We also need to think hard about what it might mean in practical terms to create an exception for CBD in foods or supplements. The CBD market is growing rapidly, and I’m concerned that in many cases the excitement is outpacing capability. Many of the manufacturers entering this space lack experience with FDA or DSHEA, and we have serious concerns about issues like harmful contaminants such as pesticides, heavy metals, or other drugs like THC. We’re also seeing some egregiously irresponsible behavior, like marketing CBD products for use by infants, or promoting them to treat serious conditions like cancer or opioid use disorder.
This kind of misconduct puts the public at risk, and we are making it a significant enforcement priority for FDA.
So we have to ask: If we were to create some kind of exception for CBD, what would that do to our ability to identify and address these kinds of violations?
By some estimates, the CBD market has already grown to roughly half the size of the entire dietary supplement market at the time DSHEA was passed. Think about that.
And think about this: If we were to create some kind of exception for CBD, how many new products would come on the market from manufacturers without a history of complying with basic requirements like good manufacturing practices, or truthful labeling?
Do we at FDA have the tools and resources we would need to identify all the potential violations we might see, let alone address them? And what would that mean for our existing work?
This brings me back to something I discussed a few minutes ago – whether there are new authorities and resources that our dietary supplements program might need, leaving CBD aside, to effectively address dangerous or otherwise unlawful products.
As I noted, we believe there are legislative updates that are critical to the future success of our dietary supplement program.
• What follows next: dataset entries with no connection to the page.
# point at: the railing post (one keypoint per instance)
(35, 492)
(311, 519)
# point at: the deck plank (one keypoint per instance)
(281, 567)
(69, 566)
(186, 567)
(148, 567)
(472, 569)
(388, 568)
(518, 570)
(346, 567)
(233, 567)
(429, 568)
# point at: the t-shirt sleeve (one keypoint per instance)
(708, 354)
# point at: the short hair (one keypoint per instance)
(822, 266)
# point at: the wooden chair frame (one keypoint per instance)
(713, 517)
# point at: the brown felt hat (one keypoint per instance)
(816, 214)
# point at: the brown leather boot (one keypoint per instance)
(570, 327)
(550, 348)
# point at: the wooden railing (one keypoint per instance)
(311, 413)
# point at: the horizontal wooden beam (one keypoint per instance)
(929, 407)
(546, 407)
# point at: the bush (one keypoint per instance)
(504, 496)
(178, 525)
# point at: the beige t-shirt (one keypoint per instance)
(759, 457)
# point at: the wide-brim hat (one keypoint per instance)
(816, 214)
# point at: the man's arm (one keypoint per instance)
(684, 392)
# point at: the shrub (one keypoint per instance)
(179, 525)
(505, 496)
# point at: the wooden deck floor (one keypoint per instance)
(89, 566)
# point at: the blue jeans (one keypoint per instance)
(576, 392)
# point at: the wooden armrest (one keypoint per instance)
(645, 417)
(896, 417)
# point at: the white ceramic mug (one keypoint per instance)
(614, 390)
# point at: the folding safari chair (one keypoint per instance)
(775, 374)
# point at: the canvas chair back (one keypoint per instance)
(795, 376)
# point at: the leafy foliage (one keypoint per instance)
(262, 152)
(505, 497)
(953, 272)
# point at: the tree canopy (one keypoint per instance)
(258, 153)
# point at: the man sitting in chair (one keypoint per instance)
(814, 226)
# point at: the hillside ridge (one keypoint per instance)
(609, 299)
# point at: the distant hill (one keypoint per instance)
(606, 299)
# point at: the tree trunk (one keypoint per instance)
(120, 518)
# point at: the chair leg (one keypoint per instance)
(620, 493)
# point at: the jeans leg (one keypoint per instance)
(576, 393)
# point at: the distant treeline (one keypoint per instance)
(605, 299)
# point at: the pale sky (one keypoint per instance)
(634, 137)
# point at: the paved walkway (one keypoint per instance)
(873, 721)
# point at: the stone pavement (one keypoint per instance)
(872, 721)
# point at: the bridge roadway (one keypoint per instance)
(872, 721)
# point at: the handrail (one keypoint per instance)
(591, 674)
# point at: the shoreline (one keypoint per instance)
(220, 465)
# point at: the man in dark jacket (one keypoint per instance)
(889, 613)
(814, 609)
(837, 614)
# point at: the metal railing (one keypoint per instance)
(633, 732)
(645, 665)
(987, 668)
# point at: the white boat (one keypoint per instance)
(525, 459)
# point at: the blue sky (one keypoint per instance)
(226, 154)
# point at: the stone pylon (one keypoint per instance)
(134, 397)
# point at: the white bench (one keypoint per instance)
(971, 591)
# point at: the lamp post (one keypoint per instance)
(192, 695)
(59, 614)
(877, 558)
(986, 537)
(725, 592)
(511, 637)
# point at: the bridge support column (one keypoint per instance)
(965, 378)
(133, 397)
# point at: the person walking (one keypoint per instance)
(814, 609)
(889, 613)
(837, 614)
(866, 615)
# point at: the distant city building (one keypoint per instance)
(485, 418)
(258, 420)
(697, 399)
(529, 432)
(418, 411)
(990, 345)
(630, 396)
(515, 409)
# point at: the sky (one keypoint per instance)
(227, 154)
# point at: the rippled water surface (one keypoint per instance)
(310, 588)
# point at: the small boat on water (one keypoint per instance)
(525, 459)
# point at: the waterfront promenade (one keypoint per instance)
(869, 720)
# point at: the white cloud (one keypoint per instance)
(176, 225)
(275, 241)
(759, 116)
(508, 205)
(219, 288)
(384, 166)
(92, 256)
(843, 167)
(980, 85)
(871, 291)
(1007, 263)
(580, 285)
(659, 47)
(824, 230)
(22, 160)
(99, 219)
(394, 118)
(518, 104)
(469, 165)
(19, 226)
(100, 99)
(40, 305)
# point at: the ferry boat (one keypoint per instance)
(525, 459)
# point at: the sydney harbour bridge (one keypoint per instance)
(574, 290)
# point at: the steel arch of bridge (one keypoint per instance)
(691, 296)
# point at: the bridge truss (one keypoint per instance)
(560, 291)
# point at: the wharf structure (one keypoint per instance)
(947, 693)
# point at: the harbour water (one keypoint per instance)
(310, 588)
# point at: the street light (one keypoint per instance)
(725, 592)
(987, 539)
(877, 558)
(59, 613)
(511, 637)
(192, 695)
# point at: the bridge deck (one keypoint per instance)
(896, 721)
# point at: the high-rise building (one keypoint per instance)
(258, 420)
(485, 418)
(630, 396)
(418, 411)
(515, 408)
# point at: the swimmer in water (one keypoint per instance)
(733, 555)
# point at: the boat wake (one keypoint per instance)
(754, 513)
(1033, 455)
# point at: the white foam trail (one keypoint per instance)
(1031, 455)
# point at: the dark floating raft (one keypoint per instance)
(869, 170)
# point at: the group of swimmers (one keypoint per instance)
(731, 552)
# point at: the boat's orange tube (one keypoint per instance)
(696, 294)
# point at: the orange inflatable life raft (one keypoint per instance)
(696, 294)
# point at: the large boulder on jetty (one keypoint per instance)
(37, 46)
And that’s without adding CBD into the mix.
Simply put, we can’t talk about updating dietary supplement authorities without also thinking about what’s happening in the world of CBD, and what it tells us about our ability to deal with novel products exploding in the marketplace. And in thinking about CBD, we can’t ignore broader questions about whether FDA’s dietary supplements program has all the tools it needs. We need to do both.
In closing, I’ll leave you with this thought: We wouldn’t be where we are today, having the conversations we’re having, were it not for a statute that provided for a lot of responsible growth in the dietary supplement industry, and an industry with many members committed to getting it right.
Working together, I’m excited to see what the next 25 years will bring.